Nie chcę, żeby ktoś mówił im, że to jakimi zostaliśmy stworzeni, jest nieważne. Chcę, żeby wiedzieli, że mężczyzna jest najsilniejszy wtedy, kiedy potrafi nad sobą zapanować, a kobieta najpiękniejsza, gdy kocha i jest kochana.
Nie chcę, żeby ktoś mówił moim symom, że ta różnica jest nieważna. Chcę, żeby wiedzieli, że dzięki niej możemy wspaniale się ubogacać.

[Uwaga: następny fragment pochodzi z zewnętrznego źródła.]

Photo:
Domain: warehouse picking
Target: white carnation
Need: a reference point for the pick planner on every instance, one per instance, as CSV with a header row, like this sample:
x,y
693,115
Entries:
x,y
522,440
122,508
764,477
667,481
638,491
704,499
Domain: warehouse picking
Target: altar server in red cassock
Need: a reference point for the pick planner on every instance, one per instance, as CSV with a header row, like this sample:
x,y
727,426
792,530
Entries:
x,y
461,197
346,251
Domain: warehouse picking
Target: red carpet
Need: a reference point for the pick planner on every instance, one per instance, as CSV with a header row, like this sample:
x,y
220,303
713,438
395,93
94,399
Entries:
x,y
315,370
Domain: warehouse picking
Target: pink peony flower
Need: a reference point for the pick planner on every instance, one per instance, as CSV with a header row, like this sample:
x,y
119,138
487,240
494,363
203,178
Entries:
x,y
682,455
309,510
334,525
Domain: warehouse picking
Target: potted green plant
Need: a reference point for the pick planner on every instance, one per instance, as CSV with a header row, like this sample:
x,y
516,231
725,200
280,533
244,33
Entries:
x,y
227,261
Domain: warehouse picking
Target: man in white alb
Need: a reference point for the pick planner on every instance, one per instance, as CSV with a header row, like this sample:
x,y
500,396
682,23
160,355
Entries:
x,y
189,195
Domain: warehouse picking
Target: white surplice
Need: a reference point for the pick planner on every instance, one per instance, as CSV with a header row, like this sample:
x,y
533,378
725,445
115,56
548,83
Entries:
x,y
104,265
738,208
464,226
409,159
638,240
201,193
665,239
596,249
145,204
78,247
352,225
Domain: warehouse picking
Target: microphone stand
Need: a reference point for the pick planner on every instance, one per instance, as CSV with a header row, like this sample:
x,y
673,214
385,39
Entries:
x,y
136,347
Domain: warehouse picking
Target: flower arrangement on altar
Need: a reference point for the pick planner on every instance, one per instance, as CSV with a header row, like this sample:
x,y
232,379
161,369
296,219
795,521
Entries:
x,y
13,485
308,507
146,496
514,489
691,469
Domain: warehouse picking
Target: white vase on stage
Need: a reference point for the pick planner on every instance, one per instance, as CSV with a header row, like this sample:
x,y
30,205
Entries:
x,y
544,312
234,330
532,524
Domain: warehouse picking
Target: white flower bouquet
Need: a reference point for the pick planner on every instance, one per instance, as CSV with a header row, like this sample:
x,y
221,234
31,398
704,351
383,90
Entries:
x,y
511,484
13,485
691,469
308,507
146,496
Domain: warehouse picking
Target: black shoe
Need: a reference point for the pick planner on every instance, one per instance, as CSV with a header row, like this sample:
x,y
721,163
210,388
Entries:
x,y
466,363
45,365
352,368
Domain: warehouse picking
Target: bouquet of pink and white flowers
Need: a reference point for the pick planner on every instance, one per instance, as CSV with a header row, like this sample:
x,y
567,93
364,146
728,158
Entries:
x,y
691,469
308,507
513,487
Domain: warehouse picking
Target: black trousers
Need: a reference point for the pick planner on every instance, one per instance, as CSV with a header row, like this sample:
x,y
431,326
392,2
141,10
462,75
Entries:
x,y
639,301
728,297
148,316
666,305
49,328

Nie chcę, żeby ktoś mówił moim synom, że najważniejszy jest egoizm. Chcę, żeby najpierw kochali.
Nie chcę, żeby mówiono im, że jeśli ktoś jest inny, to nic nie znaczy. Chcę, żeby wiedzieli, że ma to duże znaczenie i że można kochać i przyjmować to, jakimi ludzie są, w swojej odmienności.
Nie chcę zeby ktoś mówił im rzeczy, na które nie są gotowi. Chcę, żeby mieli niezaburzone emocje i uczucia, kiedy dorosną i pójdą swoją drogą.
Chcę, żeby byli bezpieczni w swojej wolności.
Żeby umieli dostrzegać Prawdę i według niej żyć.